Milan Groshev

NI
h-index31
4papers
5citations
Novelty35%
AI Score33

4 Papers

ROMar 6
RODEO: RObotic DEcentralized Organization

Milan Groshev, Eduardo Castelló Ferrer

Robots are improving their autonomy with minimal human supervision. However, auditable actions, transparent decision processes, and new human-robot interaction models are still missing requirements to achieve extended robot autonomy. To tackle these challenges, we propose RODEO (RObotic DEcentralized Organization), a blockchain-based framework that integrates trust and accountability mechanisms for robots. This paper formalizes Decentralized Autonomous Organizations (DAOs) for service robots. First, it provides a ROS-ETH bridge between the DAO and the robots. Second, it offers templates that enable organizations (e.g., companies, universities) to integrate service robots into their operations. Third, it provides proof-verification mechanisms that allow robot actions to be auditable. In our experimental setup, a mobile robot was deployed as a trash collector in a lab scenario. The robot collects trash and uses a smart bin to sort and dispose of it correctly. Then, the robot submits a proof of the successful operation and is compensated in DAO tokens. Finally, the robot re-invests the acquired funds to purchase battery charging services. Data collected in a three day experiment show that the robot doubled its income and reinvested funds to extend its operating time. The proof validation times of approximately one minute ensured verifiable task execution, while the accumulated robot income successfully funded up to 88 hours of future autonomous operation. The results of this research give insights about how robots and organizations can coordinate tasks and payments with auditable execution proofs and on-chain settlement.

NIFeb 4, 2025
Graph Neural Networks for O-RAN Mobility Management: A Link Prediction Approach

Ana Gonzalez Bermudez, Miquel Farreras, Milan Groshev et al.

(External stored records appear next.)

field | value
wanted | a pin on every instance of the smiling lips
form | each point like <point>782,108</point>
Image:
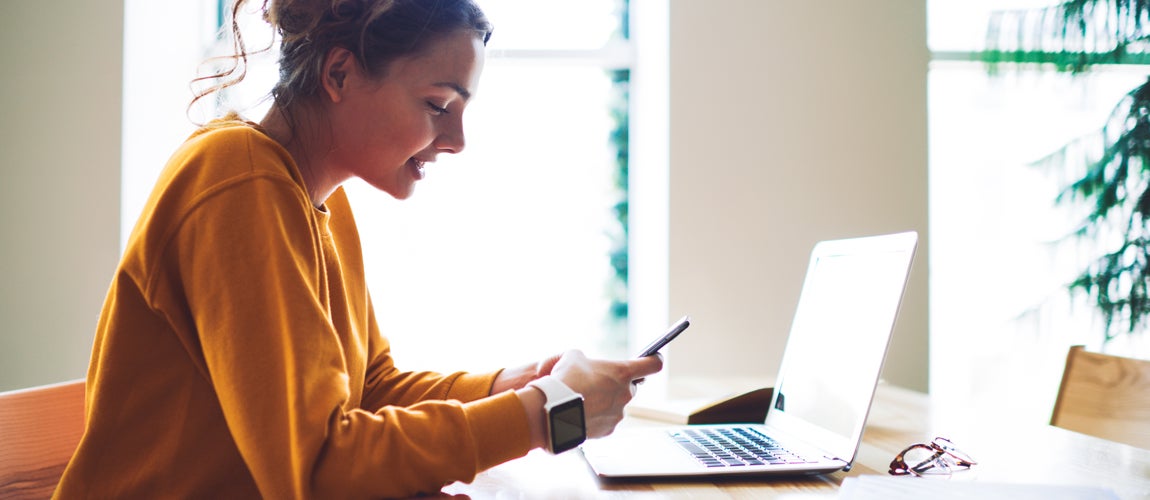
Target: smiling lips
<point>416,168</point>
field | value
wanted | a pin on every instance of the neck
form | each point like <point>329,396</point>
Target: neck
<point>307,146</point>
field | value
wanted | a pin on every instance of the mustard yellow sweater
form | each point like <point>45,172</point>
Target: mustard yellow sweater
<point>238,356</point>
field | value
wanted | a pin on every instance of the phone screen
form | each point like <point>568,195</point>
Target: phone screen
<point>666,338</point>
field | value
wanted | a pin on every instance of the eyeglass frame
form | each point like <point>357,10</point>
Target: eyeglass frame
<point>940,448</point>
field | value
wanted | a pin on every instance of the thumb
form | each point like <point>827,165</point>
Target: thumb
<point>643,367</point>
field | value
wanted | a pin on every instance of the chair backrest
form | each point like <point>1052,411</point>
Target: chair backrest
<point>1105,395</point>
<point>39,430</point>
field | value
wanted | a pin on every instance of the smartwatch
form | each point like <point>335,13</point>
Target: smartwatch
<point>566,427</point>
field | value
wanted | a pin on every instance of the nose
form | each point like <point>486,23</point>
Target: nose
<point>451,136</point>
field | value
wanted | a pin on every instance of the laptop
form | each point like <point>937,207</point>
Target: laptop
<point>826,383</point>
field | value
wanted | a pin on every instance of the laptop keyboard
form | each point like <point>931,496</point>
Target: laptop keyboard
<point>734,447</point>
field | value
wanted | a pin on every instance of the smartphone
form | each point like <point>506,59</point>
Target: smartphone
<point>674,331</point>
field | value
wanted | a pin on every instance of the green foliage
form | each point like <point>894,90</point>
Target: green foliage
<point>1113,163</point>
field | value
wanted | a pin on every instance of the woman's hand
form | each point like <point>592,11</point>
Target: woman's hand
<point>514,378</point>
<point>607,386</point>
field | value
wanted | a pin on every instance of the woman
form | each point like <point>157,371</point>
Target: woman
<point>237,354</point>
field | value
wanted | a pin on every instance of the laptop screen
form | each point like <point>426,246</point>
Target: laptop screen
<point>840,333</point>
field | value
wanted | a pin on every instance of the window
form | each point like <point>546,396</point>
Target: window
<point>1001,316</point>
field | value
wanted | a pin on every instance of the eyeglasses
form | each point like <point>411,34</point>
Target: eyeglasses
<point>938,458</point>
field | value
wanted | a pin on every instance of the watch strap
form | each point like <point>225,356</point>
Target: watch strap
<point>554,391</point>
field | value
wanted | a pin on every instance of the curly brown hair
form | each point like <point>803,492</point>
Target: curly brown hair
<point>376,31</point>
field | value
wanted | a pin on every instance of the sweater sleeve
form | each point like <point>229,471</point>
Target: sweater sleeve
<point>386,385</point>
<point>257,291</point>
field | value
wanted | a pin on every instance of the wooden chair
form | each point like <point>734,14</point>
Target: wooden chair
<point>1105,395</point>
<point>39,430</point>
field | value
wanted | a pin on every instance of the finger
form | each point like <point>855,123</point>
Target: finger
<point>646,366</point>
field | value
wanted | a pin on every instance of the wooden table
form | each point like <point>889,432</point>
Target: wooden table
<point>1006,453</point>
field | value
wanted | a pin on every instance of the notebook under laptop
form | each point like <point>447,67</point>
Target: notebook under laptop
<point>826,383</point>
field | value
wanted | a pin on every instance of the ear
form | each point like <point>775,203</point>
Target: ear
<point>337,66</point>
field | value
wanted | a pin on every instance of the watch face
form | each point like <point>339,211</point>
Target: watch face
<point>567,427</point>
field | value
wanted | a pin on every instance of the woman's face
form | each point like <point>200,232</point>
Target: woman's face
<point>385,131</point>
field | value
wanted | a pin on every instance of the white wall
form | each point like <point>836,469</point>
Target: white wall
<point>60,97</point>
<point>790,122</point>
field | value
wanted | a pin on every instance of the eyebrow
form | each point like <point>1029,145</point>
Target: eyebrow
<point>459,89</point>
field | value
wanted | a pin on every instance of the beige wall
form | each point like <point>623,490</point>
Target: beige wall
<point>790,122</point>
<point>60,114</point>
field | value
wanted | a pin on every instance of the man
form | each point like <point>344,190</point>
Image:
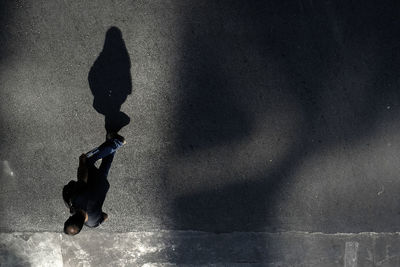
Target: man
<point>86,196</point>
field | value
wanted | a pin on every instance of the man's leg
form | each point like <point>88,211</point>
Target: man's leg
<point>108,148</point>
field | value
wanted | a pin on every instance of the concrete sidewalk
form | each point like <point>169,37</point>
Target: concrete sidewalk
<point>187,248</point>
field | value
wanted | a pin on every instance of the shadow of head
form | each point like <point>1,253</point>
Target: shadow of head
<point>110,80</point>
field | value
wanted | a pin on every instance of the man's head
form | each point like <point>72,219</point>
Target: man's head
<point>74,224</point>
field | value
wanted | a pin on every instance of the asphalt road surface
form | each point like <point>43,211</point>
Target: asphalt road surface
<point>238,115</point>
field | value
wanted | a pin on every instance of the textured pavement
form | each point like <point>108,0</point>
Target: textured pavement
<point>262,116</point>
<point>187,248</point>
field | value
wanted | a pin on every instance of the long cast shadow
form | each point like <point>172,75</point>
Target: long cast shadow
<point>110,80</point>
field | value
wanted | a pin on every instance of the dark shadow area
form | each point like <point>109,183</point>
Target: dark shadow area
<point>110,80</point>
<point>318,44</point>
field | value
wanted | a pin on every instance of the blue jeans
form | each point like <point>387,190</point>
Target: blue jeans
<point>106,152</point>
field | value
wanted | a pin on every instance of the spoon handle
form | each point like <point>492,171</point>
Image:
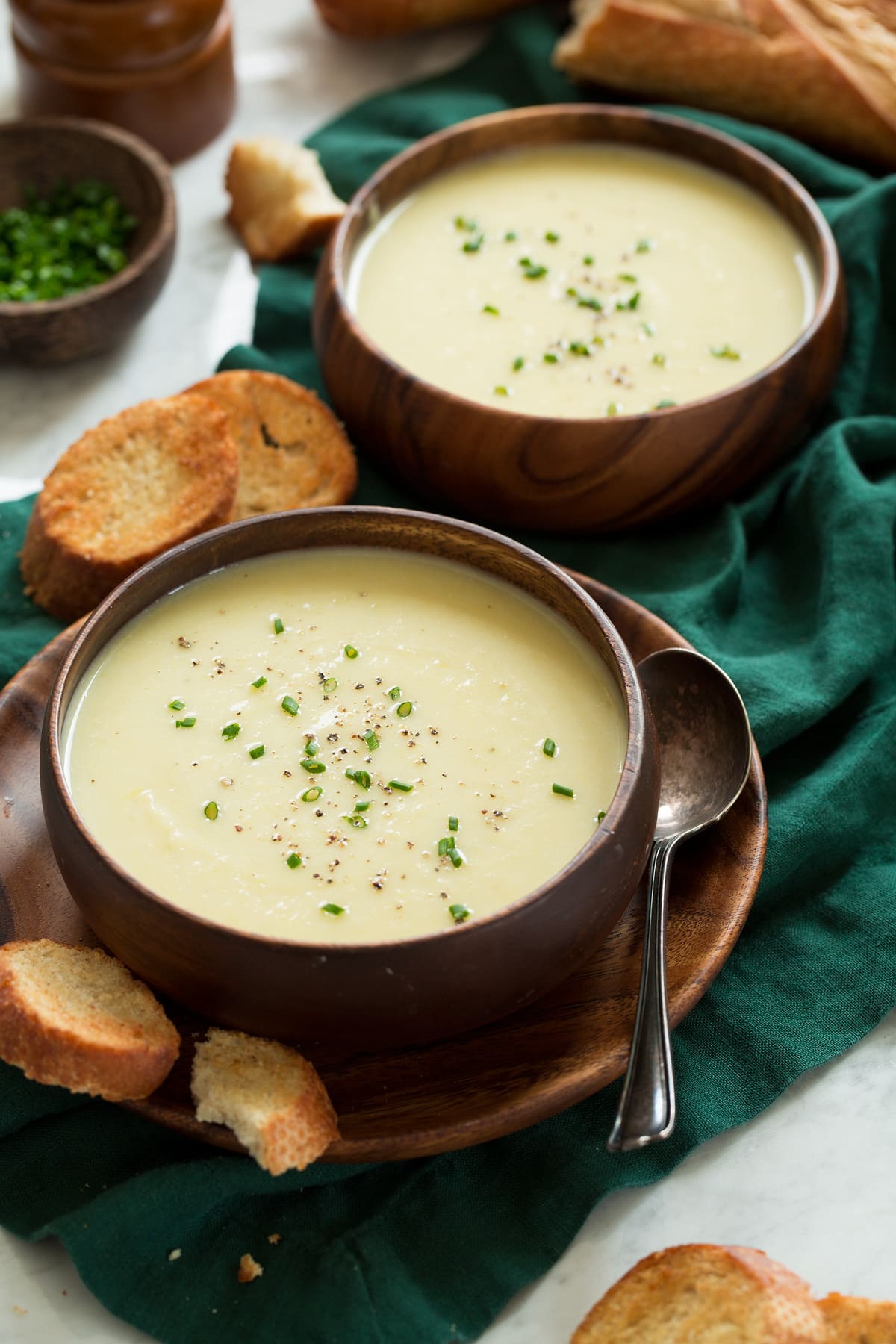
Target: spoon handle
<point>648,1104</point>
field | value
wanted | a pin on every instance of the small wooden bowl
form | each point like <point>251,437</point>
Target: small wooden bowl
<point>37,154</point>
<point>575,475</point>
<point>368,995</point>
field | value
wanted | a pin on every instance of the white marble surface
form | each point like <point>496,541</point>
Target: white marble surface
<point>812,1180</point>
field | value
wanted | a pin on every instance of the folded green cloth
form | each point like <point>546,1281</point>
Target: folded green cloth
<point>793,591</point>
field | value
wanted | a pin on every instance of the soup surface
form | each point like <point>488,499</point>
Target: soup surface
<point>583,280</point>
<point>344,745</point>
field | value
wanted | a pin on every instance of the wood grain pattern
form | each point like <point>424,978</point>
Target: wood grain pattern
<point>469,1089</point>
<point>575,475</point>
<point>37,154</point>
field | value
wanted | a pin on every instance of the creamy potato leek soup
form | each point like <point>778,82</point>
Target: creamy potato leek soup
<point>583,280</point>
<point>344,745</point>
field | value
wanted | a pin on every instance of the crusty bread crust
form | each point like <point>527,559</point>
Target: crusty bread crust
<point>704,1295</point>
<point>386,18</point>
<point>75,1018</point>
<point>292,449</point>
<point>281,202</point>
<point>128,490</point>
<point>855,1320</point>
<point>269,1095</point>
<point>820,69</point>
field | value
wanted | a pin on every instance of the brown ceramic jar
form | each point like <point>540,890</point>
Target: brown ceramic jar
<point>163,69</point>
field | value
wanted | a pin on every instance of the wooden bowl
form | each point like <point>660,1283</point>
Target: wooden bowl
<point>574,475</point>
<point>368,995</point>
<point>37,154</point>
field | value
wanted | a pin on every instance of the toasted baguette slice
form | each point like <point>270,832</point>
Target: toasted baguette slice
<point>386,18</point>
<point>706,1295</point>
<point>292,449</point>
<point>281,202</point>
<point>75,1018</point>
<point>820,69</point>
<point>855,1320</point>
<point>267,1095</point>
<point>128,490</point>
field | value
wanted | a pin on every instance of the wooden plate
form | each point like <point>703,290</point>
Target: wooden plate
<point>469,1089</point>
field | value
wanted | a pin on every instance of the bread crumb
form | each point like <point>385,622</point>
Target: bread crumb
<point>249,1269</point>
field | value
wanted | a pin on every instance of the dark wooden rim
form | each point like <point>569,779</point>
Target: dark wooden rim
<point>93,635</point>
<point>155,246</point>
<point>337,258</point>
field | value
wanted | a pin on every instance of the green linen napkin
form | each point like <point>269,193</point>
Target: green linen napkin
<point>793,591</point>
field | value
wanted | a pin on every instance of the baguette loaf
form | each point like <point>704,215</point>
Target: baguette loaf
<point>292,449</point>
<point>75,1018</point>
<point>386,18</point>
<point>706,1295</point>
<point>820,69</point>
<point>128,490</point>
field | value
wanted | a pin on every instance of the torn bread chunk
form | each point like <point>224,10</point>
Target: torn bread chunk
<point>269,1095</point>
<point>75,1018</point>
<point>281,202</point>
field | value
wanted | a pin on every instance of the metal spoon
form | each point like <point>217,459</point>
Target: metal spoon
<point>704,761</point>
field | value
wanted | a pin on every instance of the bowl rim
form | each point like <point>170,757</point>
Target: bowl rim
<point>635,703</point>
<point>155,245</point>
<point>336,262</point>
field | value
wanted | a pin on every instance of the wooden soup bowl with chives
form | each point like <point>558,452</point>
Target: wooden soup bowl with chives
<point>574,475</point>
<point>361,995</point>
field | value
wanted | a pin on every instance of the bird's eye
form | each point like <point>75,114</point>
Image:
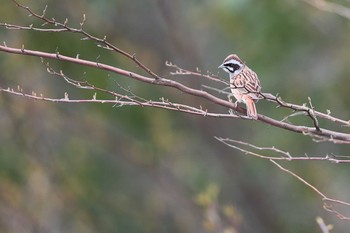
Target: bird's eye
<point>232,66</point>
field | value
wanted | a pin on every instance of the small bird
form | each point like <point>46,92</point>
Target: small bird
<point>244,83</point>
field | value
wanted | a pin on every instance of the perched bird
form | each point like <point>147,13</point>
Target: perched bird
<point>244,83</point>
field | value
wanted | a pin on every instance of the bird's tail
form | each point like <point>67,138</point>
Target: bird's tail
<point>251,109</point>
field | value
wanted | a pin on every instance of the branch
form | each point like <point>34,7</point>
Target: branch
<point>284,155</point>
<point>327,207</point>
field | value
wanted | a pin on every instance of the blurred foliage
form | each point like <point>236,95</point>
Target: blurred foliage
<point>99,168</point>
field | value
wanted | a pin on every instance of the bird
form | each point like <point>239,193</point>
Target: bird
<point>244,83</point>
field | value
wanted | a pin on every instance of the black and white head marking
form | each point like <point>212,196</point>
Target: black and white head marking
<point>232,65</point>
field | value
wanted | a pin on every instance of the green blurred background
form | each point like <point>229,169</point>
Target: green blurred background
<point>99,168</point>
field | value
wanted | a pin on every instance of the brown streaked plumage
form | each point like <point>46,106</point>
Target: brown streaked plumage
<point>244,83</point>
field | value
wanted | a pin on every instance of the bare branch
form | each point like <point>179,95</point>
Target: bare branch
<point>283,155</point>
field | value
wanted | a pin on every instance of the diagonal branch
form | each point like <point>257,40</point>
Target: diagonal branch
<point>334,136</point>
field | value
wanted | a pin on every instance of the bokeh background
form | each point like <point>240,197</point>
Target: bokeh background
<point>100,168</point>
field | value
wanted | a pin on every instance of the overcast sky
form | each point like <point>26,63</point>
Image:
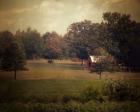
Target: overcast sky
<point>49,15</point>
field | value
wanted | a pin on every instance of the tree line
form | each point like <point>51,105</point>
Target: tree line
<point>117,35</point>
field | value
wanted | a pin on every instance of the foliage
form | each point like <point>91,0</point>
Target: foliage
<point>13,57</point>
<point>32,43</point>
<point>52,45</point>
<point>82,38</point>
<point>123,32</point>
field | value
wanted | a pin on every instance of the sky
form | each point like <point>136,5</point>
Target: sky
<point>57,15</point>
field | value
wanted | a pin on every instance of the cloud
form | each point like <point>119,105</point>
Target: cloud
<point>48,15</point>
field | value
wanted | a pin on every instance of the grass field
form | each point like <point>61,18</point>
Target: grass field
<point>63,69</point>
<point>45,83</point>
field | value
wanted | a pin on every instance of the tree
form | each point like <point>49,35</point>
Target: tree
<point>122,30</point>
<point>52,45</point>
<point>32,42</point>
<point>13,57</point>
<point>82,38</point>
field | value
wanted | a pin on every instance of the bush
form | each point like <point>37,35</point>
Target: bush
<point>120,91</point>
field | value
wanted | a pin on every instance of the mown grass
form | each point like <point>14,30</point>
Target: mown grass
<point>57,88</point>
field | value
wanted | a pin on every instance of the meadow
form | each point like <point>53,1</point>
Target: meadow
<point>58,87</point>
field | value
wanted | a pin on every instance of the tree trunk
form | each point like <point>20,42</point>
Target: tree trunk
<point>15,73</point>
<point>100,75</point>
<point>82,62</point>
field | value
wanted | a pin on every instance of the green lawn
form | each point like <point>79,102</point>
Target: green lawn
<point>47,83</point>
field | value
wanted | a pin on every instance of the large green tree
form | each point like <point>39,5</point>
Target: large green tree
<point>32,42</point>
<point>83,38</point>
<point>122,30</point>
<point>12,55</point>
<point>52,45</point>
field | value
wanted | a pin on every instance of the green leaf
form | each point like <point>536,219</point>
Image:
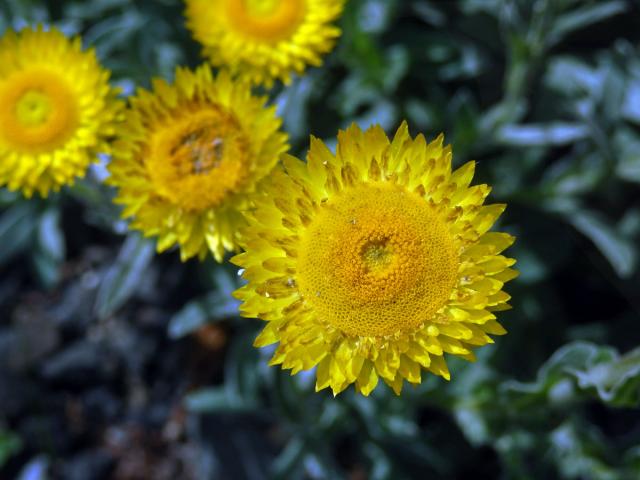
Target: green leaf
<point>49,252</point>
<point>10,444</point>
<point>616,379</point>
<point>550,134</point>
<point>210,308</point>
<point>618,250</point>
<point>571,76</point>
<point>120,281</point>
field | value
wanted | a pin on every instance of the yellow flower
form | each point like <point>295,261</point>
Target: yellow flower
<point>57,110</point>
<point>264,39</point>
<point>187,156</point>
<point>374,262</point>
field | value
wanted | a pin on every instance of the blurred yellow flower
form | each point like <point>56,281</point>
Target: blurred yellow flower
<point>374,262</point>
<point>57,110</point>
<point>264,39</point>
<point>187,156</point>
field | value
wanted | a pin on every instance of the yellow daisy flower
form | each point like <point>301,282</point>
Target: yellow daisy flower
<point>374,262</point>
<point>57,110</point>
<point>264,39</point>
<point>187,156</point>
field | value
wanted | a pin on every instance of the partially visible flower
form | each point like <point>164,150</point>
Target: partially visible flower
<point>264,39</point>
<point>188,154</point>
<point>57,110</point>
<point>374,262</point>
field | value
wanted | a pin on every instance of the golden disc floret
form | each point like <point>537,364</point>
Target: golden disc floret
<point>264,39</point>
<point>376,260</point>
<point>188,155</point>
<point>373,262</point>
<point>57,110</point>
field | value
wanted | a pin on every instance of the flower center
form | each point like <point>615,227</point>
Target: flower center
<point>198,160</point>
<point>377,260</point>
<point>39,112</point>
<point>268,20</point>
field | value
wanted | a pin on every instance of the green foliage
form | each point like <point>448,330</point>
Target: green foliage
<point>10,444</point>
<point>545,95</point>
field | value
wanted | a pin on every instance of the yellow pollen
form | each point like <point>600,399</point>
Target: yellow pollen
<point>269,20</point>
<point>377,255</point>
<point>39,112</point>
<point>377,260</point>
<point>33,108</point>
<point>198,160</point>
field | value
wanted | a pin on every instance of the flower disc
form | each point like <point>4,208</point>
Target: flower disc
<point>374,262</point>
<point>57,110</point>
<point>187,156</point>
<point>264,39</point>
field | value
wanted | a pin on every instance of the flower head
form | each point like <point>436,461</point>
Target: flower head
<point>264,39</point>
<point>187,156</point>
<point>57,110</point>
<point>374,262</point>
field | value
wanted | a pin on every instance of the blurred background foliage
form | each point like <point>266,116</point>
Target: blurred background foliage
<point>118,363</point>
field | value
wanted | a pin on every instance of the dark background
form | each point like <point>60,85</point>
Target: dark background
<point>116,363</point>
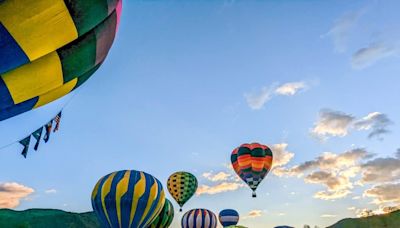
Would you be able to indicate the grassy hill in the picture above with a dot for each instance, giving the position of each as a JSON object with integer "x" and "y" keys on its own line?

Mobility performance has been a key focus in cellular networks up to 5G. To enhance handover (HO) performance, 3GPP introduced Conditional Handover (CHO) and Layer 1/Layer 2 Triggered Mobility (LTM) mechanisms in 5G. While these reactive HO strategies address the trade-off between HO failures (HOF) and ping-pong effects, they often result in inefficient radio resource utilization due to additional HO preparations. To overcome these challenges, this article proposes a proactive HO framework for mobility management in O-RAN, leveraging user-cell link predictions to identify the optimal target cell for HO. We explore various categories of Graph Neural Networks (GNNs) for link prediction and analyze the complexity of applying them to the mobility management domain. Two GNN models are compared using a real-world dataset, with experimental results demonstrating their ability to capture the dynamic and graph-structured nature of cellular networks. Finally, we present key insights from our study and outline future steps to enable the integration of GNN-based link prediction for mobility management in O-RAN networks.

ROJan 19, 2021
COTORRA: COntext-aware Testbed fOR Robotic Applications

Milan Groshev, Jorge Martín-Pérez, Kiril Antevski et al.

Edge & Fog computing have received considerable attention as promising candidates for the evolution of robotic systems. In this letter, we propose COTORRA, an Edge & Fog driven robotic testbed that combines context information with robot sensor data to validate innovative concepts for robotic systems prior to being applied in a production environment. In lab/university, we established COTORRA as an easy applicable and modular testbed on top of heterogeneous network infrastructure. COTORRA is open for pluggable robotic applications. To verify its feasibility and assess its performance, we ran set of experiments that show how autonomous navigation applications can achieve target latencies bellow 15ms or perform an inter-domain (DLT) federation within 19 seconds.

NIOct 5, 2020
DLT federation for Edge robotics

Kiril Antevski, Milan Groshev, Gabriele Baldoni et al.

The concept of federation in 5G and NFV networks aims to provide orchestration of services across multiple administrative domains. Edge robotics, as a field of robotics, implements the robot control on the network edge by relying on low-latency and reliable access connectivity. In this paper, we propose a solution that enables Edge robotics service to expand its service footprint or access coverage over multiple administrative domains. We propose application of Distributed ledger technologies (DLTs) for the federation procedures to enable private, secure and trusty interactions between undisclosed administrative domains. The solution is applied on a real-case Edge robotics experimental scenario. The results show that it takes around 19 seconds to deploy & federate a Edge robotics service in an external/anonymous domain without any service down-time.